The results of diffusion tensor tractography (left) in a patient who experienced subcortical stroke, causing relevant unilateral hand motor impairment. The lesion in the left posterior limb of the internal capsule is marked by a red circle on a T1-weighted anatomical slice image (middle), the de-normalized ROIs are shown as colored overlays on an FA slice image (right).
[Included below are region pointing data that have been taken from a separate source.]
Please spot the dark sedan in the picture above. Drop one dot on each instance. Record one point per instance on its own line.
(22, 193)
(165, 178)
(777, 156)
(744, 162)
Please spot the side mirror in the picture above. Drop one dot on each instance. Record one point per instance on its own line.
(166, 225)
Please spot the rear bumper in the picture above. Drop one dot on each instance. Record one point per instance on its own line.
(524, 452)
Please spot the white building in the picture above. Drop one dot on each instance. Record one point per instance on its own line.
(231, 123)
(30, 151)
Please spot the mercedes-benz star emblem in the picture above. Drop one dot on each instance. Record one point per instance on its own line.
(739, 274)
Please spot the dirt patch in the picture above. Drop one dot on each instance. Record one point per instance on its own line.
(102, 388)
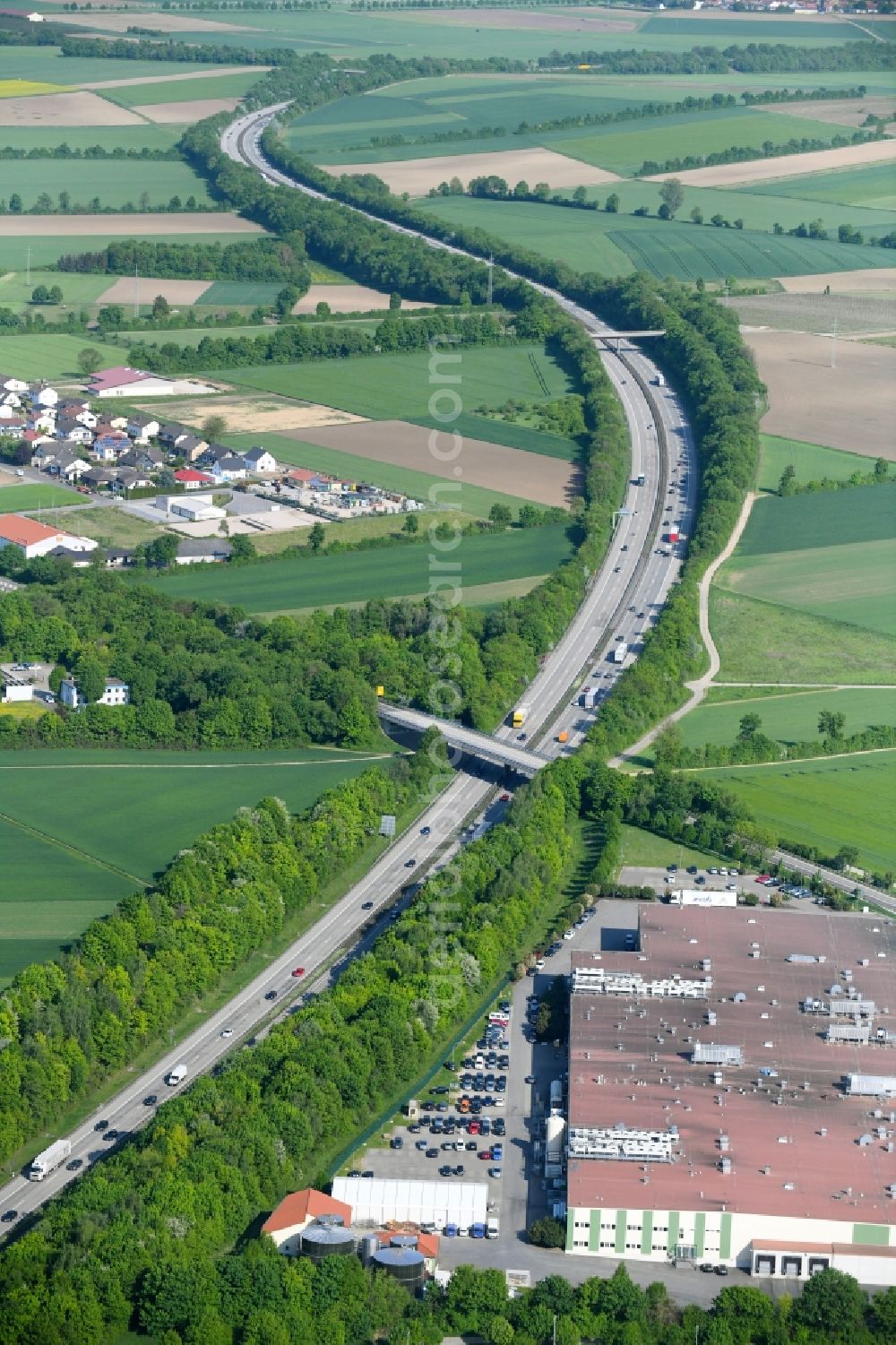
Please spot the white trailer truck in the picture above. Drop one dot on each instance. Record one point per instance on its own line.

Because of the variable ROI sizes for each subject due to the de-normalization process the resulting fiber count was normalized to 1 by dividing the number of reconstructed fibers of a ROI by the voxel count of this ROI. A reconstructed fibers lateralization index was calculated by (FCnaff-FCaff)/(FCaff+FCnaff), where FC is the normalized count of reconstructed fibers, aff corresponds to affected (non-dominant for healthy subjects), naff to non-affected (dominant), respectively. The reconstructed fibers lateralization index has a range of −1 to 1, where index<0 indicates a difference in regards to more reconstructed fibers in the affected/non-dominant hemisphere, index = 0 no difference between hemispheres and index>0 a difference in favor of the unaffected/dominant hemisphere.

Statistics

Paired t-statistics were conducted for mean FA values of the ROIs of the posterior limb of the internal capsule for affected/non-affected hemispheres in patients and for left/right hemispheres in healthy subjects respectively.
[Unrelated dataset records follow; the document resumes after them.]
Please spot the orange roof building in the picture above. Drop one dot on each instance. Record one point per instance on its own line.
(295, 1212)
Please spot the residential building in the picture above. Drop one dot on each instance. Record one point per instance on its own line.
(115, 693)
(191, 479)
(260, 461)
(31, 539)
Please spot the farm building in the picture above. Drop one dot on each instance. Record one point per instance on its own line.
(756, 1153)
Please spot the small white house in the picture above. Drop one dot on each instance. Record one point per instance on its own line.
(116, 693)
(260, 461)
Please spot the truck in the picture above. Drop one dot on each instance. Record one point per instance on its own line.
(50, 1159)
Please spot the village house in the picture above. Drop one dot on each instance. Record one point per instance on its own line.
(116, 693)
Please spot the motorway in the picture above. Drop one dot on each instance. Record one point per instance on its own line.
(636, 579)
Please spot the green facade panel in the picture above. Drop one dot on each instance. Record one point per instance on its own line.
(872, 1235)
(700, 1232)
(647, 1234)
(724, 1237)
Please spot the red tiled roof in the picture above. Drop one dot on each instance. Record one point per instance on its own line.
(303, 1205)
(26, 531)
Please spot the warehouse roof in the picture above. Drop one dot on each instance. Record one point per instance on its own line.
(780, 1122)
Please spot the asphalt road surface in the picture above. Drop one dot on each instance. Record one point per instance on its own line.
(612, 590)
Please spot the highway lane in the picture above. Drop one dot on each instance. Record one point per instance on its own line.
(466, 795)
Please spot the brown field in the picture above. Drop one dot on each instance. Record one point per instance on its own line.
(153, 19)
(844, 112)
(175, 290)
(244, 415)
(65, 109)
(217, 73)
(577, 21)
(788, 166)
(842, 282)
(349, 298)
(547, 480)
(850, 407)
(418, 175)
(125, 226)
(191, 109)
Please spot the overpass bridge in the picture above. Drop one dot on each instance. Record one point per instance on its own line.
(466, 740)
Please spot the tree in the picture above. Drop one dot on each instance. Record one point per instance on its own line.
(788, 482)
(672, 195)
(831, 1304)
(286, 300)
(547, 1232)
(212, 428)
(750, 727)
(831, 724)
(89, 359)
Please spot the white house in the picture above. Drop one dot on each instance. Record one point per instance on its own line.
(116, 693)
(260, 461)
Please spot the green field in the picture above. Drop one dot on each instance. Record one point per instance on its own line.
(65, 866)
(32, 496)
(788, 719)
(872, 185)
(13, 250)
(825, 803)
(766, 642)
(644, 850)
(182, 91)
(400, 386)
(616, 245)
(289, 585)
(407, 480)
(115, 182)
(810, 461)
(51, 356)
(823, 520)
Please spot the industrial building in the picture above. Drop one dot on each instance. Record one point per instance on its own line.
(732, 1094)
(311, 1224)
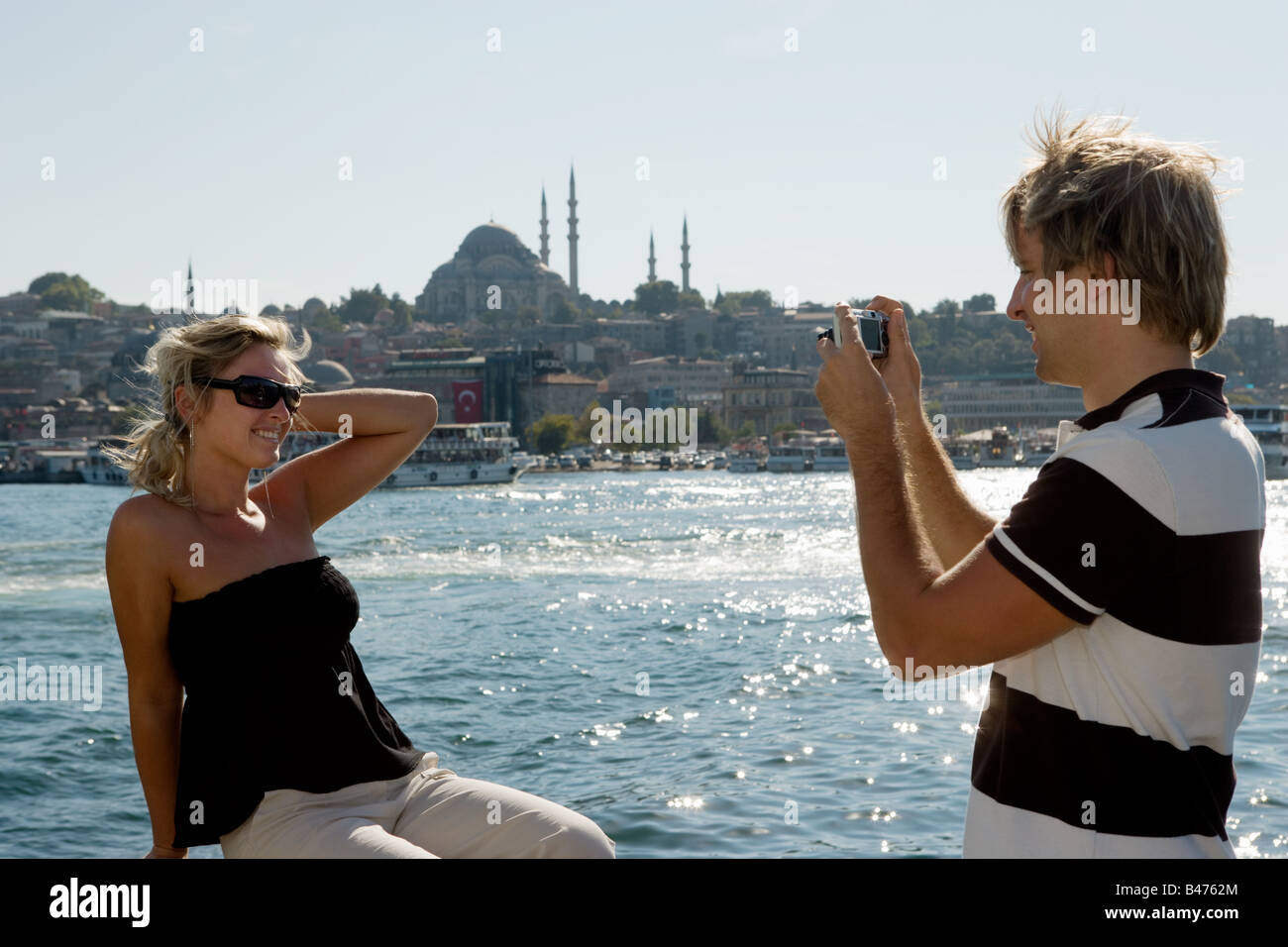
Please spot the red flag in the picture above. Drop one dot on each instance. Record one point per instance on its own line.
(468, 401)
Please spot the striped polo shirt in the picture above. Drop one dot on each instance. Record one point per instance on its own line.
(1117, 738)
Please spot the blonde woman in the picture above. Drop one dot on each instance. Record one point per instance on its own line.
(281, 748)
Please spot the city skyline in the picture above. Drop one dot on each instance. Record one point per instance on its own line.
(267, 149)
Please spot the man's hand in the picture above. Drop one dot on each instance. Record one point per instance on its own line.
(900, 368)
(850, 389)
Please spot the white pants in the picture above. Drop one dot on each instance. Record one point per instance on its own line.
(428, 813)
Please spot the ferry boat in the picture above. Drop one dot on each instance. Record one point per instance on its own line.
(98, 468)
(746, 462)
(962, 454)
(790, 458)
(1000, 451)
(829, 455)
(451, 457)
(1038, 449)
(1269, 424)
(459, 454)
A three-factor repeated measures ANOVA was calculated with the independent variables FA (the three different fractional anisotropy values), ANGLE (the three different angles between two contiguous tracking steps) and LENGTH (minimum reconstructed fiber length 25 mm, 50 mm) and the dependent variable that is the reconstructed fibers lateralization index. If the sphericity assumption was violated in Mauchly's sphericity test, the Huynh-Feldt correction coefficient epsilon was used to establish degrees of freedom. For interactions and main effects post-hoc paired comparisons testing (simple main effects analysis) took place. They were corrected using the Sidak approach.

Additionally, paired t-tests were conducted to determine the parameter threshold combinations that showed the most effective differences between hemispheres. To identify the combination with the largest effect Cohens' d was used to calculate the effect size.